One more issue was nofollow being slapped on links without me being asked, like links back to the home page. I’m guessing the idea here is to do a little link sculpting (see Sculpting with Nofollow Works Pretty Darn Well and Sculpting your PageRank for Maximum SEO Impact). Well, I want that choice, rather than it being decided for me.
A final issue I caught was that while Thesis says there’s no need for things like the All In One SEO Pack, since it does many of the same things that plug-in does, I didn’t see that Thesis was automatically making meta description tags. Again, I haven’t given some of this a very close look, but still after several checks, that did seem to be the case. So I kept All In One running, specifically with only this option enabled.
While I’m being critical, I am in love with this theme. I know Chris, and I can see so clearly that more and more of it is going to improve and give me all the customization via control panels that I want. I just want it all now! But I’m so happy to get so much of it already.
In case you’re wondering, I will move Daggle onto it in the near future (and the migration to WordPress will help with the commenting here, too). But that’s a big job, as I’ve got lots of post and comments that need to come over. Plus, I might want to get the logo and design tidied up a bit.
A few other things. In Rae’s review of Thesis below, she wishes it had built-in support for contact forms. So do I. But Tiger Tech has super easy contact form script you can use. So if you host with them, you just copy the form into a WordPress page on your site, and away you go. And so I did for Lorna’s site.
Also, no site’s happy without a favicon. How awesome if Thesis helped you here, from making it to uploading it. Ya gotta do it manually. So get yourself over to Dynamic Drive’s nice FavIcon Generator. Give it an image, and back comes a nice favicon. Then FTP that to your root directory, and you’re done.
I’ll leave off with two other Thesis reviews: A Review of the Thesis Wordpress Theme from Rae last August and Thesis Theme for Wordpress Review from Michael Gray earlier this month.
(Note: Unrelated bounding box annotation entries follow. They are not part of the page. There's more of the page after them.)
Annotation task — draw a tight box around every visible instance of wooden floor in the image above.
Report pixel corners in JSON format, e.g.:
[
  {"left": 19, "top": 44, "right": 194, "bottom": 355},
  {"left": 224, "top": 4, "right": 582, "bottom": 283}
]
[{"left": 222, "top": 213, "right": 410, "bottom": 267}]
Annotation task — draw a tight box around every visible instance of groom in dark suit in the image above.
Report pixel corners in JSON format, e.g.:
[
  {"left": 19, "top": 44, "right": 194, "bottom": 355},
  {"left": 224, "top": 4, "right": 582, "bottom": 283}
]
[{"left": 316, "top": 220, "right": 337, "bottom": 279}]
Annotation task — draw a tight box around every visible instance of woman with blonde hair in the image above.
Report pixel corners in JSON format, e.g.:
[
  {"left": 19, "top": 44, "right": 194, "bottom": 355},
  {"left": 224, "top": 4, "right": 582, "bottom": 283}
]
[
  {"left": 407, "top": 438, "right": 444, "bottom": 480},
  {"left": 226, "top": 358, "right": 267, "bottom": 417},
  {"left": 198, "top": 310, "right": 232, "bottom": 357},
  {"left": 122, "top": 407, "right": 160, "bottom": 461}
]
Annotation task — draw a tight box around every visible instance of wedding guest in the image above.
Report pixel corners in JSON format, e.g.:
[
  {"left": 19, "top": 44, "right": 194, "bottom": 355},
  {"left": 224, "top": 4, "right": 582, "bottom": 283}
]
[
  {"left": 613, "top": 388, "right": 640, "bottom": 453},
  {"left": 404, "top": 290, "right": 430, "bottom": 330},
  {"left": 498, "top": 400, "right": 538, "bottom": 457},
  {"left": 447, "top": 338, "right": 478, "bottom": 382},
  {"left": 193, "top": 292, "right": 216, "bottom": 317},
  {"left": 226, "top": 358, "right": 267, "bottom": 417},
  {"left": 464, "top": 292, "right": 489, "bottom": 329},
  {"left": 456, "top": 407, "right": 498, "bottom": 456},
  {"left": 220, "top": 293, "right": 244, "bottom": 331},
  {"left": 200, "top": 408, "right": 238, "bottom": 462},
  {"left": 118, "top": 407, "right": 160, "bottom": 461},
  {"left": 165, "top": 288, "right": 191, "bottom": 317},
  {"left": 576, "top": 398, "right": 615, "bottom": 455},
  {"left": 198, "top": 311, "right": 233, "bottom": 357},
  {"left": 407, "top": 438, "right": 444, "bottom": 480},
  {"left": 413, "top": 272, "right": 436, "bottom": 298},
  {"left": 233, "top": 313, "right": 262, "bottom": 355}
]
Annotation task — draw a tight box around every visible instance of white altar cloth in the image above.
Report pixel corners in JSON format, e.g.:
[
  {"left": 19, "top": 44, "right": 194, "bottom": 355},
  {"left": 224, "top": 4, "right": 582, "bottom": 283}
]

{ 4 comments… read them below or add one }
It’s the first time I commented here and I must say you share us genuine, and quality information for bloggers! Good job.
p.s. You have a very good template for your blog. Where did you find it?
Thanks for helping me, a complete beginning, to get my Tweets up on my website. So exciting!
Luckily I didn’t buy the Thesis developers license because while it was better than most themes it was a long way from being a theme you could use ‘right out of the box’ as was suggested by all the hype. Still I did pay for it and so I’m running my Load Of BS site on Thesis.
As I have multiple blogs I really wanted something that was easy to use and flexible and so the hunt was on. After awhile I found it and purchased the developers license and now all bar my BS blog runs on that theme. And yes it does allow me to post adsense ads almost anywhere on the blog including placing it on individual posts
A Wordpress blog is easily customized with themes for new starter it could be even easier in my humble opinion.